« NOS PATIENTES viennent avec un questionnement de survie, explique le Pr Serge Uzan. Nous devons les écouter et les rassurer. » L’objectif des médecins ? D’abord centraliser les efforts de la recherche en oncogenèse, ensuite fédérer et soutenir les protocoles de recherche, afin de favoriser une prise en charge homogène sur tout le territoire. Les équipes partent d’un constat simple : « La prise en charge était très disparate. De plus, les IVG étaient nombreuses alors que la poursuite de la grossesse ne modifie pas le pronostic vital de la maman », explique le Pr Rouzier. Ainsi, depuis sa création, le centre de suivi cancers et grossesse établit des recommandations pour les principaux cancers et répond aux questions posées par les praticiens de ville sur les pathologies du sein et du col de l’utérus. Les équipes sollicitent également les avis spécifiques du service de pharmacovigilance de l’hôpital Saint-Vincent de Paul sur l’utilisation des médicaments, afin de proposer des informations ciblées. « Nous menons aussi une veille scientifique sur les molécules utilisées et sur les études publiées », poursuit le Pr Rouzier. Outre la disparité des prises en charge, les médecins ont fait un second constat : le nombre de cancers découverts chez des femmes enceintes augmente à cause des grossesses de plus en plus tardives.
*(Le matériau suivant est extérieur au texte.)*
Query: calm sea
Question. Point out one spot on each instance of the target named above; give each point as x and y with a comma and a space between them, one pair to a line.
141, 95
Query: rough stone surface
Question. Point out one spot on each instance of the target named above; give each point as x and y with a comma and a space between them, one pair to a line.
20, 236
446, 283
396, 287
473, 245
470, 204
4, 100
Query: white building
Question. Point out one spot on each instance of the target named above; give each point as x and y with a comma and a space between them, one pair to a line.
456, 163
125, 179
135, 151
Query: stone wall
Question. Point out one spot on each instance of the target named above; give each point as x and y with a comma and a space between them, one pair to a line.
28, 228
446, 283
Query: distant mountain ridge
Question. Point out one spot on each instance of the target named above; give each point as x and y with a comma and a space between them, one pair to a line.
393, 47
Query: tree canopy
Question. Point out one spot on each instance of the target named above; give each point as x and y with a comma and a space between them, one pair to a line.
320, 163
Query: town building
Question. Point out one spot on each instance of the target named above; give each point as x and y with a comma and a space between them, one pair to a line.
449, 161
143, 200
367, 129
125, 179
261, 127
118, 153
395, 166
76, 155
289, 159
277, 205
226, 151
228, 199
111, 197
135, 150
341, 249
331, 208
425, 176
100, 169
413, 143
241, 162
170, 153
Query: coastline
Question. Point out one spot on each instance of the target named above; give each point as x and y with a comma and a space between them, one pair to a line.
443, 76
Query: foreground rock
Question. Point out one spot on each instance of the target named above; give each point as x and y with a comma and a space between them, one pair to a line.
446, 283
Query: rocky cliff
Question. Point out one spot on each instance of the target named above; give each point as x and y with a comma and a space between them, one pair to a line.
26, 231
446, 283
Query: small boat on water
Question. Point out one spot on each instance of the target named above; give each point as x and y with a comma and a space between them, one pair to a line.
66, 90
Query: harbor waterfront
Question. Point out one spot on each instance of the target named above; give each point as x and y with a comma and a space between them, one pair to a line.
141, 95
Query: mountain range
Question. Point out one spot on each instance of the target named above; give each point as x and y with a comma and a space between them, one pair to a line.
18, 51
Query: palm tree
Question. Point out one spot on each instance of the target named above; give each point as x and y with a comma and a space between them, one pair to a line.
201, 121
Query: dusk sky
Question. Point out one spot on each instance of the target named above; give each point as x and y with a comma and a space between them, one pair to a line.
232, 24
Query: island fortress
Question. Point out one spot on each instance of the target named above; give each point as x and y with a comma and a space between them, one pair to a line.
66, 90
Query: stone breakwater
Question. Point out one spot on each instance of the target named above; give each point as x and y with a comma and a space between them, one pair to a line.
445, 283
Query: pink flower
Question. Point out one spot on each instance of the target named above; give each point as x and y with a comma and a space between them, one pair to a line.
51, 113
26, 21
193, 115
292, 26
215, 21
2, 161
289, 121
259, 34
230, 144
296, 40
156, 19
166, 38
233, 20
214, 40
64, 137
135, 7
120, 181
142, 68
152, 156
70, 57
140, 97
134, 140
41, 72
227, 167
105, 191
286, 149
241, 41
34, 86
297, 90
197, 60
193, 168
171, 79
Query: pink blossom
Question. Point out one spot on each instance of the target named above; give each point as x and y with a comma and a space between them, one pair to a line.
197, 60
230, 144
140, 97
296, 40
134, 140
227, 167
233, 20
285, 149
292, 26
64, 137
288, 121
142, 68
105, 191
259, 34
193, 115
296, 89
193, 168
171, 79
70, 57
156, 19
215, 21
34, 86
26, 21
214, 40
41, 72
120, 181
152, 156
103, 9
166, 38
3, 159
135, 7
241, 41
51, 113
Statistiquement, l’âge auquel les femmes attendent leurs enfants a reculé ; mécaniquement, ce type de cancers est donc plus fréquent et concerne plus particulièrement les pathologies du sein et du col.
Diagnostic retardé.
Dans ce contexte, la création d’un centre de suivi spécifique à l’hôpital Tenon prenait tout son sens. « Si la grossesse n’altère pas le pronostic du cancer, elle retarde le diagnostic d’environ six mois. Trop souvent, la prise en charge thérapeutique s’en trouve repoussée », déplore le Pr Rouzier. Les patientes et les médecins doivent donc se montrer très vigilants. « Malheureusement, nous constatons une frilosité de quelques médecins vis-à-vis des examens complémentaires ; certains hésitent, par exemple, à faire une mammographie chez une femme enceinte », relève le Pr Uzan. Résultat, quand le cancer est diagnostiqué, il est souvent déjà avancé… Le message des spécialistes est donc clair : il s’agit de ne pas négliger une boule grossissante pendant la grossesse ; le médecin traitant ou le gynécologue doivent prescrire les examens nécessaires. Aujourd’hui, les équipes du centre cancers et grossesse traitent donc des patientes de la France entière, et leur proposent une prise en charge globale ainsi qu’un soutien psychologique, capital à ce moment de leur vie.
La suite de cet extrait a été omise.